いよいよ関東甲越地方も梅雨入りしました。雨の日が多くなり、ジメジメした日が続きますね。梅雨の代表的な悩みといえばカビですが、この時季に気をつけたいのが、リビングや寝室の湿気対策です。
「気づいたらカビが!」なんてことにならないよう、寝具のケアや部屋の湿度調整、カビや細菌の対策を効果的に行うにはどうしたらよいのでしょうか。住生活ジャーナリストの藤原千秋さんに教えていただきました。
「ベッドメイキング」がカビの原因に?
── 梅雨どきは、布団が湿気をズッシリ含んでいるように感じることも…。カビや細菌を防ぐために、この時季とくに気をつけるべき注意点はありますか?
藤原さん:
人間は寝ている間にコップ約1杯分、汗っかきの男性だと500〜800mlもの寝汗をかくといわれています。じつは就寝中に、すごい量の水分を布団が吸い込んでいるんですよ。

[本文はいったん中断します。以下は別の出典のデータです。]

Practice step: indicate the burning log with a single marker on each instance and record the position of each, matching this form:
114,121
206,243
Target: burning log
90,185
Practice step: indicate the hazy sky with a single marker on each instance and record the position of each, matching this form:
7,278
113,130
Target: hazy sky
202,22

けれども梅雨で部屋の湿度が高いと、布団はいつまでも乾かずに湿ったまま。そのうえ雨の日が続いて洗濯物を部屋干ししていたりすると、その水分まで布団が吸ってしまい、ますますカビや細菌が繁殖しやすくなるのです。
その状態の布団で寝るということは、細菌に触れたまま、カビの胞子を何時間も吸ったまま眠ってしまうということ。肌が荒れる、喉がガラガラする、鼻炎がなかなか治らない…など、気づかぬうちに布団のカビや細菌が原因での体調不調につながる人もいます。

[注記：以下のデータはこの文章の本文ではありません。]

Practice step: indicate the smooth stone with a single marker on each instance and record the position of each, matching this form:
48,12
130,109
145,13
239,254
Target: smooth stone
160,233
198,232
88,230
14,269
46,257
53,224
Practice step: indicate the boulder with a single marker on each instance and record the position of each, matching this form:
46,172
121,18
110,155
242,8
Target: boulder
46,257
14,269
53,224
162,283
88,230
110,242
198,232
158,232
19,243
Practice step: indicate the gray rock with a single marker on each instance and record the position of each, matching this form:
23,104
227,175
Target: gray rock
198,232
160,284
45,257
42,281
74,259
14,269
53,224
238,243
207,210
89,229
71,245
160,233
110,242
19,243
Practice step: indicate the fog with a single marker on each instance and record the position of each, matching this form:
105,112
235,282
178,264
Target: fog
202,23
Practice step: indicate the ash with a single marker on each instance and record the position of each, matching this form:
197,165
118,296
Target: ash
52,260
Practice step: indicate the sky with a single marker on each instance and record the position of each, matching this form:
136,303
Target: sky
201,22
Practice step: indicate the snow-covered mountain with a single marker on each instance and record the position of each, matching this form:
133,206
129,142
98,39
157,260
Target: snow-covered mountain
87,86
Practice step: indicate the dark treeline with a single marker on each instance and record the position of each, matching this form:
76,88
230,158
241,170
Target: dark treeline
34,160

そうならないためには、日々布団をしっかり乾かすこと。しかし、実際は「布団を干す(乾かす)」という行為が、日常的な家事に組み込まれていない家庭がけっこう多いんですよね。
── 布団を干したほうがいいと頭ではわかっていても、「天気が悪い日が続くと、なかなか干すタイミングが難しい…」という方が多いのではないでしょうか。
藤原さん:
そうですね。「共働きで忙しいから毎日干すなんて無理」「マンションの規約でベランダに布団が干せない」と言う人も多いです。そういうときは「0か100か」で考えるのではなく、「いまのあなたの生活環境でできること」を探って工夫してみてほしいんです。
そのためにはまず、「布団は晴れた日に外に干すもの」という思い込みを捨てましょう。洗濯物と同じで、布団だって、部屋干しでもいいんですよ。掛け布団を椅子に引っ掛けて、人が寝ていた部分に空気を当てるということを毎日するだけでも、乾燥という意味ではずいぶん違います。

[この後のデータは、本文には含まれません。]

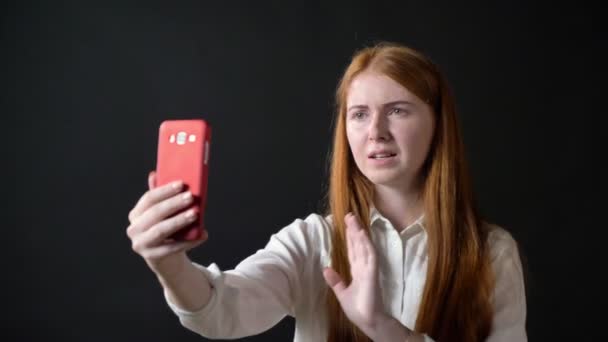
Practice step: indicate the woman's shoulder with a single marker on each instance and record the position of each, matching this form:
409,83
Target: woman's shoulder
501,242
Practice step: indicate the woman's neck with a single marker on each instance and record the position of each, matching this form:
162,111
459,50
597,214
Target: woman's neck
400,207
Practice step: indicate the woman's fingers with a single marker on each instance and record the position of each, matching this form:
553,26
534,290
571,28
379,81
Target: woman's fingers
153,196
167,249
160,211
158,233
360,247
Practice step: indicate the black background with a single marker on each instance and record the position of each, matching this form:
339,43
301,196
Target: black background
86,84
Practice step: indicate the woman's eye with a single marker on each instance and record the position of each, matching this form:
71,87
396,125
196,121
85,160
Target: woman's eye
358,115
398,111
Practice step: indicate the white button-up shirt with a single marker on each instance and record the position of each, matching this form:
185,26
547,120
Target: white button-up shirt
286,278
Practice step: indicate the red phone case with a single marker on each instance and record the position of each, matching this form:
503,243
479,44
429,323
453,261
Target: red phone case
183,154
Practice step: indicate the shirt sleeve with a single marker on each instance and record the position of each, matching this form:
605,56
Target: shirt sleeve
260,291
509,300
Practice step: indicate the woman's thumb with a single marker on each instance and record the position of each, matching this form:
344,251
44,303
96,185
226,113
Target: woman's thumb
333,279
152,180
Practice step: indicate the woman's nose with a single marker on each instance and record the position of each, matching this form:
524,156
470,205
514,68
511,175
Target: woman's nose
378,129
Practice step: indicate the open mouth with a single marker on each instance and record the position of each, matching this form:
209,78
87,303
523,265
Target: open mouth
382,155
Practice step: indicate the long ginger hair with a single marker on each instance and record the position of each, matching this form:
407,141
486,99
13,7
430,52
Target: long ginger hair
456,300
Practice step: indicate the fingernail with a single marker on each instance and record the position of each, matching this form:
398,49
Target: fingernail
191,214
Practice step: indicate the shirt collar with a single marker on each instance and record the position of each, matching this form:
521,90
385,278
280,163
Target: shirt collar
375,215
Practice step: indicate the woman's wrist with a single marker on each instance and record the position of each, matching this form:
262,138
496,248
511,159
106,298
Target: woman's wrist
388,328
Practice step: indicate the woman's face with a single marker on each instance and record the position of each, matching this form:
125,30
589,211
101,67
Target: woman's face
389,129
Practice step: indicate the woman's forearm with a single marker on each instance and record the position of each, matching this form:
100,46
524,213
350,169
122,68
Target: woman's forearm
187,288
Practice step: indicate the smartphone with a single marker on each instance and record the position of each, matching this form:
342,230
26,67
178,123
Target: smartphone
183,154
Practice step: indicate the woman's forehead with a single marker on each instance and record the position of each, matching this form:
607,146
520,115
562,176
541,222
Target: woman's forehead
370,88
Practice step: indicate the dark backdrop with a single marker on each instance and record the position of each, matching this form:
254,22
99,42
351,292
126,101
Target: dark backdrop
86,84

それもできないようなら、朝起きたときに布団をガバッとめくりあげた“だらしのない状態”のままにしておいてください。起き抜けにきれいにベッドメイクしてしまうと、私たちのカラダから出た汗などの水分が布団の内側にこもってしまい、カビや細菌が繁殖する原因になるからです。
寝ていない間、布団が空気に触れる面が多い状態にして、湿気を飛ばすことがたいせつです。布団乾燥機をお持ちの方は、週に一度ほど使用してしっかり乾かすといいでしょう。もちろん、干せる環境の方なら、天気のいい日は外で天日干しできるといいですね。
── その方法なら天気に左右されずに続けられそうです。もし布団にカビが発生してしまったら、どうしたらよいでしょうか?
藤原さん:
カビた布団をクリーニングに出して丸洗いするという方法がありますが、5000円〜1万円程度のコストがかかりますし、完全にカビを落とすのは難しいです。布団の値段によっては、カビが発生してしまったらあきらめて買い替えたほうがいい場合も。
最近では街中にコインランドリーも増えているので、洗える布団やベッドパッドなどを自分で洗濯・乾燥するのも手です。定期的に洗って高温で乾かせば、カビの予防にもなります。
そのほか、カビの予防対策としては、布団の下やマットレスの下に敷くだけで、汗や湿気などを吸い取ってくれる「除湿シート」という商品もおすすめです。
一方、布製品でやってしまいがちな間違いは、布用除菌消臭剤をかけて満足してしまうこと。臭いが消えてもカビや細菌は見えていないだけで残ったままです。除菌消臭剤では根本的な解決にはならないので気をつけましょう。